If the system is always able to do A, then it will keep on doing A.

That's the interpretation I was using up until now. But it is wrong in one very big way. <<A>>_vars == A /\ (vars' /= vars), or "A happens and vars changes. So our definition actually is

If the system is always able to do A in a way that changes its state, then it will keep on doing A in a way that changes its state.

Once you have pc = "Loop" /\ state = "reading", doing state := "reading" does not change the state of the system, so it doesn't count as <<Next>>_vars. So <<Next>>_vars didn't actually happen, but by weak fairness it must eventually happen. The only way for <<Next>>_vars to happen is if the loop sets state := "reading, which allows the while loop to terminate.

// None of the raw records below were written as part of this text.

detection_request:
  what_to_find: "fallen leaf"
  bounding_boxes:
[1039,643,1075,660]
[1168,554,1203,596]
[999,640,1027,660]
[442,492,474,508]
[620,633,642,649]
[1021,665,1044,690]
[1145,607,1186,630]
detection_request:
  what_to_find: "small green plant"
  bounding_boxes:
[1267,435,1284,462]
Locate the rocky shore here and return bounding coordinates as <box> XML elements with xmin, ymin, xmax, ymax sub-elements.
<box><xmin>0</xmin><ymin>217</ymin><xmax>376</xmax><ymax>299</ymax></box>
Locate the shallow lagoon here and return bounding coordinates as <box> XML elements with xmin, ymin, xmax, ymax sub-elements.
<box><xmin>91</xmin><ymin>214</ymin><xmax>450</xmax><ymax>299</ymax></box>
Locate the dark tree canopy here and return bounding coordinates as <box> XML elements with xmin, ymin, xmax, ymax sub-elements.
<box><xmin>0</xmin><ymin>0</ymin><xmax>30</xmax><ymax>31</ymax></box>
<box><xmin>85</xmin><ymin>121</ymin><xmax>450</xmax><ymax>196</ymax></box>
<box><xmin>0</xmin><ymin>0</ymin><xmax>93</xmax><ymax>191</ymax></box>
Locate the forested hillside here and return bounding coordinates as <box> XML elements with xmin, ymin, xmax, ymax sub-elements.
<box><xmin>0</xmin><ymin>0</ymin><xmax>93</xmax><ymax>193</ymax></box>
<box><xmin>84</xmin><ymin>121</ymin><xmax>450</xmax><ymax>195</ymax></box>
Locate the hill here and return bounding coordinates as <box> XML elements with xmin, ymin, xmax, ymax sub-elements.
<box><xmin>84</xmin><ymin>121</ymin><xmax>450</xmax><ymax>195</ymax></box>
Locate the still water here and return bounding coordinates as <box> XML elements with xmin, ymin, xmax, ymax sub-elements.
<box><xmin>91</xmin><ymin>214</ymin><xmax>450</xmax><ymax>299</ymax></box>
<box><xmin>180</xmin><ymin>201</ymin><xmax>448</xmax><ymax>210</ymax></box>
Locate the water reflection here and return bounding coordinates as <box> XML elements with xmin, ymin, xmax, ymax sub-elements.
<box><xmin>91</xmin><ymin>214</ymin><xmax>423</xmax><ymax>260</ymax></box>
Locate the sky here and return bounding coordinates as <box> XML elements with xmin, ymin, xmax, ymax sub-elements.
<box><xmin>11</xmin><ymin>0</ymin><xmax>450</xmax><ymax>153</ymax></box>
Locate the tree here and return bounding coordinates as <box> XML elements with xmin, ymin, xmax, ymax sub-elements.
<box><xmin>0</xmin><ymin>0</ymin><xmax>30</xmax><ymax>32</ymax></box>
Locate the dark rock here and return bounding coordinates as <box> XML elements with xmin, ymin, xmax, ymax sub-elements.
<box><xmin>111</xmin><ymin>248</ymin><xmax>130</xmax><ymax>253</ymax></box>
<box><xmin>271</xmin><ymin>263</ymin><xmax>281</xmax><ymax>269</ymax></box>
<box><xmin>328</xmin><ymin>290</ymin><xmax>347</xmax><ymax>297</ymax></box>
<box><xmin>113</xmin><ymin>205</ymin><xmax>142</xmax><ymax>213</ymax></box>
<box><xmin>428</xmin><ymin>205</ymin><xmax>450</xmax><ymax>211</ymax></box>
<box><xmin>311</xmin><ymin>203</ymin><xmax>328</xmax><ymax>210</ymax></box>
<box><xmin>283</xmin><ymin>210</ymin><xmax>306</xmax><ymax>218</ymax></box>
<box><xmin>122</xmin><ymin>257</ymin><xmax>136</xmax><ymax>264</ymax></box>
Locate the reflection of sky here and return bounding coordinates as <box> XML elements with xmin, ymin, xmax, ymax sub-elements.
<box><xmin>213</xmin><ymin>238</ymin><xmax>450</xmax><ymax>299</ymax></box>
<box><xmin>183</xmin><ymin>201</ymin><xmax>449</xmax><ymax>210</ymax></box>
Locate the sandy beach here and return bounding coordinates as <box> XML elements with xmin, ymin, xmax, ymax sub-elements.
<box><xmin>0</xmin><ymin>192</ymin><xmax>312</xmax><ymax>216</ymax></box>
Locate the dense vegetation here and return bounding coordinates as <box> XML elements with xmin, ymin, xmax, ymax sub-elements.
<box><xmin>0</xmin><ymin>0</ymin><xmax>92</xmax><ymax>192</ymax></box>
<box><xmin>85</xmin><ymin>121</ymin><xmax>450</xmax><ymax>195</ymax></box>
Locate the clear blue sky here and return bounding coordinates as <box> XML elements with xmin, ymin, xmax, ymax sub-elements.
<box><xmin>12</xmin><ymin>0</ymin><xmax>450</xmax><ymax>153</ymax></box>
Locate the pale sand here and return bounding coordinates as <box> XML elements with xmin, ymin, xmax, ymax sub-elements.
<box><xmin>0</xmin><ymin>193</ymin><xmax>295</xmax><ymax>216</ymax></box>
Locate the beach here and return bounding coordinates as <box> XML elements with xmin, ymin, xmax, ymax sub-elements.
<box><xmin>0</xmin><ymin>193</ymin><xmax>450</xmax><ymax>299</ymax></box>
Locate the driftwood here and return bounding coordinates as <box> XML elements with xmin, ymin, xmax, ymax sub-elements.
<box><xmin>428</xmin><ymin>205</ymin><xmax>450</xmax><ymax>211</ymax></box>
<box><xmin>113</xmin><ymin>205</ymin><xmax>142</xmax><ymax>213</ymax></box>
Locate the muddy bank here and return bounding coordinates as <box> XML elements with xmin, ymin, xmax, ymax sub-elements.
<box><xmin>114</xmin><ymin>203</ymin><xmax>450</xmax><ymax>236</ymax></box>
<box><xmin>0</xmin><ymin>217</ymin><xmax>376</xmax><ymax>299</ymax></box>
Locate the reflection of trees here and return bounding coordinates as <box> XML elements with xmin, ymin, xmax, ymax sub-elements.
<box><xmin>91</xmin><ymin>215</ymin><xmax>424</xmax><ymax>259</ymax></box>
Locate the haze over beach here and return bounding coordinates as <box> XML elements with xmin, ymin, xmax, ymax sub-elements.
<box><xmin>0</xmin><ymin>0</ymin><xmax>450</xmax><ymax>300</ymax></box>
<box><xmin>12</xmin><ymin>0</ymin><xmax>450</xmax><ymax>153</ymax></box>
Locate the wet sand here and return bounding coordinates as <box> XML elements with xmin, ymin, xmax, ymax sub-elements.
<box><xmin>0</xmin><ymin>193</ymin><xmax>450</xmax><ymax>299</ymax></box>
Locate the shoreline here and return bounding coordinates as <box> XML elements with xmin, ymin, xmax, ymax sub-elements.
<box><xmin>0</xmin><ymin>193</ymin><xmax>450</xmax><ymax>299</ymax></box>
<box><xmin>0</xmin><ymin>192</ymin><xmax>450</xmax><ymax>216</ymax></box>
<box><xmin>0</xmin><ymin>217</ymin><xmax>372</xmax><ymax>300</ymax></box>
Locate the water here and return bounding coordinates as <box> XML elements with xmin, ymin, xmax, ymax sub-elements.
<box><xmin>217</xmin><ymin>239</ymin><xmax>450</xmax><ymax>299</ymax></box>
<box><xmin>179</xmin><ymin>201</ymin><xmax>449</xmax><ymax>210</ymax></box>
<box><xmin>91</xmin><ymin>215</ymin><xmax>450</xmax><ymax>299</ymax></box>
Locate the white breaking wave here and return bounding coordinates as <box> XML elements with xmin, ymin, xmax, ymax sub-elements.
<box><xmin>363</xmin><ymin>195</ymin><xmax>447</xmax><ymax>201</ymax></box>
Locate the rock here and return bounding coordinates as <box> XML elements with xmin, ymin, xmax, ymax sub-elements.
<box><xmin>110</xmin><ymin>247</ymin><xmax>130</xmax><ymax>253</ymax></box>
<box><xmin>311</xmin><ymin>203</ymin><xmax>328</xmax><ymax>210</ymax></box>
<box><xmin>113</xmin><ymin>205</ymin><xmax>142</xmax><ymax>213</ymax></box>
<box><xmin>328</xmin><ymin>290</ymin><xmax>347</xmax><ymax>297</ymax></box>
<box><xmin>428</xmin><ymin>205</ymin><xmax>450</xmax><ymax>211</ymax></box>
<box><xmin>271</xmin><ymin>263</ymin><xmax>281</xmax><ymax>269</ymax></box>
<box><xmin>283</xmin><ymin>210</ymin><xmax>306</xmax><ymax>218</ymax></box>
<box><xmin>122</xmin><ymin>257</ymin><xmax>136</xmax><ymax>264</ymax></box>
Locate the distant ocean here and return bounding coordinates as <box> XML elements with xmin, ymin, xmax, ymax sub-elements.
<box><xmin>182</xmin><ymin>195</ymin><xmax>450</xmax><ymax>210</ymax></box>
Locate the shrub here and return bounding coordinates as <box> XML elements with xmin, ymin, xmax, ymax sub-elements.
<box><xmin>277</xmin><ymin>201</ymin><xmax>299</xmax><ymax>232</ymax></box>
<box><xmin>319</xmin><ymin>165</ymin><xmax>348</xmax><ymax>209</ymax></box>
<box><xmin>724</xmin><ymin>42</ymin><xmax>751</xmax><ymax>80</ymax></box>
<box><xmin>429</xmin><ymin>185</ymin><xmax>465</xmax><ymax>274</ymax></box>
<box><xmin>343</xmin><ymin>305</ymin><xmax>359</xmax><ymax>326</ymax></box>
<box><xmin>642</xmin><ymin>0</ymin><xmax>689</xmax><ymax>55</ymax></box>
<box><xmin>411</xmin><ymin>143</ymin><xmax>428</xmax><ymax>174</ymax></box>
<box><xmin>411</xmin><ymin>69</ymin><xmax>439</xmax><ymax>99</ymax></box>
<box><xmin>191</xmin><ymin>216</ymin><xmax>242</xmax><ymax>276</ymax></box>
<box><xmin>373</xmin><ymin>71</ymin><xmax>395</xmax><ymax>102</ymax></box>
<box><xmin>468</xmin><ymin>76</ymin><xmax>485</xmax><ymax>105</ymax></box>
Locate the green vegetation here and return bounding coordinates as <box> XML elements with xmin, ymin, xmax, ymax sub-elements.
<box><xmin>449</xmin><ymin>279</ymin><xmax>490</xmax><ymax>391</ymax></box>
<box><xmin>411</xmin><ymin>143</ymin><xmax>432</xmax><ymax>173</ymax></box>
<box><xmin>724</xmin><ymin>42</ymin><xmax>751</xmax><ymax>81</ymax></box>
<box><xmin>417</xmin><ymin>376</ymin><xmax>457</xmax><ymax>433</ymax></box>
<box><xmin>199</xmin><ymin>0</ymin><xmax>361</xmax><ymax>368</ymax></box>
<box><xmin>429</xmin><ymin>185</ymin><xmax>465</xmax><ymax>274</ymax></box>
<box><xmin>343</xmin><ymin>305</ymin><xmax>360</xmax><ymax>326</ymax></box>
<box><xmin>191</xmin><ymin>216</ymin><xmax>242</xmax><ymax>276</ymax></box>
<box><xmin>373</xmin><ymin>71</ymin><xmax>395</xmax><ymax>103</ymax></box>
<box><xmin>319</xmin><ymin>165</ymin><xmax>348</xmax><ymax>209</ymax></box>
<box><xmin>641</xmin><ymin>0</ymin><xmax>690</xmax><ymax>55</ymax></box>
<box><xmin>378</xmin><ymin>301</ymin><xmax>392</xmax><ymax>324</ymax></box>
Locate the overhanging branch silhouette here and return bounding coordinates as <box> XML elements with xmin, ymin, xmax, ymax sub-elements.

This is a pretty unstable situation. Any slight change we make to the spec is likely to push us back into more familiar territory. For example, the following spec will not terminate, as expected:

variables
    state = "start";
    foo = TRUE;        
begin
Loop:    
while state /= "end" do
    foo := ~foo;
    either
        \* we got an X, keep going
        state := "reading"
    or
        \* we got a Y, terminate
        state := "end"
    end either;
end while;
end algorithm;*)

Even though foo doesn't affect the rest of the code, it allows us to have vars' /= vars without having to update state. Similarly, replacing WF_vars(Next) with WF_pc(Next) makes the spec fail, as we can reach a state where <<Next>>_pc is disabled (aka any state where state = "reading").

*Loop isn't fair, the total algorithm is. This can make a big difference in some cases, which is why we spec. But it's easier in this case to talk about Loop, as it's the only action.